Warren Buffett, widely regarded as the world’s richest man and Bill Gates, the founder of Microsoft, who is hardly short of a bob or two, toured Canadian Natural Resources Horizon oil sands project near Fort McMurray, Alberta.

The men were given details on the Canadian oil industry by the Canadian Association of Petroleum Producers. “We were asked to come up and do a short presentation,” said Greg Stringham, vice-president of markets and fiscal policy at the association.

Just the fact that the two had toured the region made the shares of two major oil sands players jump. Suncor Inc, Canada’s oldest oil sands company, gained C$3.62 to close at C$59.89, a jump of 6.4 percent. Canadian Natural Resources rose C$6.13 to C$88.40, a gain of 7.5 percent.

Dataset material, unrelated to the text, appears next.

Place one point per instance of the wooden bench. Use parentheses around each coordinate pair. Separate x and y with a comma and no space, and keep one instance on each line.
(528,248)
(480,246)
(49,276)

Buffett and Gates also took a helicopter tour of the region. Hopefully the scarred and polluted landscape somehow put the men off investing in this growing environmental catastrophe. They should also read the next post by Oil Change’s Kenny Bruno…

2 Comments

  • Hopefully the scarred and polluted landscape somehow put the men off investing in this growing environmental catastrophe.

    When it comes to making “serious money” it’s always a case of rape now; pay a pittance of conscience money later.

    Step one makes you a misanthrope, in the broader, more literal sense of the word. And in everlasting consequence.

    Step two makes you a “philanthropist”, in the antagonymic sense of the word. And in one’s own mind, which dies along with one’s body.

    Like pedophiles, the robber-barons “can’t help themselves”.

  • Warren Buffett and Bill Gates are some of the biggest philanthropists of all time, with Buffett giving 85% of his 44 $billion to charities, most of it to the Gates foundation, until recently funded entirely out of the Gates fortune (in the $10’s of billions of dollars). Frankly, if they’re touring the Alberta Tar Sands, there’s more going on than meets the eye.

    They are not impervious to social concerns, not by any means. I doubt greed is their dominating factor for visiting the sands. If investment were their interest, though, I think the two would be receptive to public concerns about the Tar Sands.